After a German sentry confronted them, the sergeant overcame the language barrier and eventually told the Nazi that the Germans had OK’d the GIs to continue on for help. The sentry resisted, though, and attempted to divert the Americans. Then one soldier cleverly offered the German a cigarette, a gesture that provided enough of a distraction for the U.S. service members to keep going, Auchincloss wrote.
Auchincloss also detailed the experience of Maj. Albert Berndt, a regimental surgeon of the 112th Infantry. Upon learning some soldiers were evacuated to an aid station near Kommerscheidt, Berndt and his driver went there to find out more and negotiate a brief halt to the fighting.
After Berndt and his driver’s arrival, the Germans inquired about whether they had guns. Berndt replied they did not. When they heard a wounded soldier’s anguished cries, a couple of American medics aided him.
Berndt then turned to the German lieutenant, Auchincloss wrote.
“Can we have a truce to get the wounded out of Kommerscheidt?” Berndt asked.
Replied the Nazi: “They have already left.”
Berndt didn’t know it at the time, but the Americans and Germans already agreed to the second truce.
The Final Cease-Fire

For the third truce on November 12, Auchincloss wrote, German medical officer Gënter Stëttgen appealed directly to the Americans. Accompanied by First Lt. Heinz Munster and a medic, Stëttgen walked without any weapons to begin negotiations. Munster couldn’t avoid the carnage all around him.
“The situation in this front sector was much more serious, however, than anticipated,” Munster said, according to Auchincloss. “Between deserted and destroyed tanks [lay] dead and wounded from both sides. Friend and foe hid in their foxholes, totally wet, hungry, and demoralized.”
The final cease-fire didn’t last long once the Germans learned of an American offensive. Although the fighting resumed, Munster recalled that the sides parted on a friendly note.
“The American officer still shook hands in parting with us and expressed his hope that we may see each other again someday under less threatening circumstances,” Munster said.
34,000 US Casualties
The Battle of Hürtgen Forest lasted from September 1944 to February 1945. It is the longest single battle in U.S. Army history.
The toll was costly for both sides. Approximately 34,000 U.S. service members were either killed, wounded, or captured. That’s about 6,000 more than the German total.
Tech. Sgt. George Morgan was one of the survivors. After the fighting stopped at Hürtgen Forest, Morgan couldn’t forget the awful memories of how he and others suffered.

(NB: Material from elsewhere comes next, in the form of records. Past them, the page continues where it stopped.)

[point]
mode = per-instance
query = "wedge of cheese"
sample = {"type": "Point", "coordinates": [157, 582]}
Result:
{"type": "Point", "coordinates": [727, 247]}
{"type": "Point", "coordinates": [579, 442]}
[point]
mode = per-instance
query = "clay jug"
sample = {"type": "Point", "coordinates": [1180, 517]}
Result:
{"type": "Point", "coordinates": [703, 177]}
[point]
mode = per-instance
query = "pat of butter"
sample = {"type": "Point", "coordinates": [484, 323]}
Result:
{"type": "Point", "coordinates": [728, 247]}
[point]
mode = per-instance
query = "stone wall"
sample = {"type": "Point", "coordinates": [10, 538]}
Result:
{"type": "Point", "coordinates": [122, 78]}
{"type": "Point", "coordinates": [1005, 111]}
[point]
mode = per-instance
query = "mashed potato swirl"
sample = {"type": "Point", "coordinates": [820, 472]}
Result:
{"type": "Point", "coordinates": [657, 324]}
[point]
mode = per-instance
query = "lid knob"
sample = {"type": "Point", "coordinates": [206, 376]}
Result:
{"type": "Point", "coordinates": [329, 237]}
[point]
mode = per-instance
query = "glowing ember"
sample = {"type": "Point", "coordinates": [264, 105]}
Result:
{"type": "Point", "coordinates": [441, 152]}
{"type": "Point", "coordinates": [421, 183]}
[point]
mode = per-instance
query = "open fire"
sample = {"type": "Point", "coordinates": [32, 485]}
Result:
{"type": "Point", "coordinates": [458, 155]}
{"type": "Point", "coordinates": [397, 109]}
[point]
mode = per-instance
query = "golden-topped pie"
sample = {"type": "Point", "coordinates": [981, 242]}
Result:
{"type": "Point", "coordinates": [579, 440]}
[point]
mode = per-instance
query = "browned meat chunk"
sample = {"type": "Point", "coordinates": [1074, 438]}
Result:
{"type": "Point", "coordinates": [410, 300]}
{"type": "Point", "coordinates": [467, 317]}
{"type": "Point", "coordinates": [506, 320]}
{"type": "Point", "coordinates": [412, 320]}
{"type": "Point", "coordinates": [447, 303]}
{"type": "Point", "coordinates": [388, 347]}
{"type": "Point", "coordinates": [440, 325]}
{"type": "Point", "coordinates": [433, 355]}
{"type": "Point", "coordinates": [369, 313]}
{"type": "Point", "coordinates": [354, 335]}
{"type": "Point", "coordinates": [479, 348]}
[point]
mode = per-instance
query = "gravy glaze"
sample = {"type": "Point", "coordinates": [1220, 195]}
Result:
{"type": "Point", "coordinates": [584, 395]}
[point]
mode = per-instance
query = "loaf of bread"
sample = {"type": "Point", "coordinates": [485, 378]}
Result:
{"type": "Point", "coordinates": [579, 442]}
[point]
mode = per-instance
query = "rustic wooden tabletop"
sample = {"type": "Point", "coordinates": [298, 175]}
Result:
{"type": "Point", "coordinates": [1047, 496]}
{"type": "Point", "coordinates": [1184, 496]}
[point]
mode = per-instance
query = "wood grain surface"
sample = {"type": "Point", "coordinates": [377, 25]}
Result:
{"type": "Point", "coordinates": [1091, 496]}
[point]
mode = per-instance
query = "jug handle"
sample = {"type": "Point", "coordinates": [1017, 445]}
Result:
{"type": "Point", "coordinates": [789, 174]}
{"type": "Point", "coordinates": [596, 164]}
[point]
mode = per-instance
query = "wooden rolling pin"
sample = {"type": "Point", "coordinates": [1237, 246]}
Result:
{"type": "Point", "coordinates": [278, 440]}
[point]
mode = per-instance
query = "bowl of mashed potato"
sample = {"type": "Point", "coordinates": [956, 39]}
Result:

“The forest up there was a hell of an eerie place to fight,” Morgan said, according to a 2019 article from the Warfare History Network. “Show me a man who went through the battle and who says he never had a feeling of fear, and I’ll show you a liar. You can’t get all of the dead because you can’t find them, and they stay there to remind the guys advancing as to what might hit them.”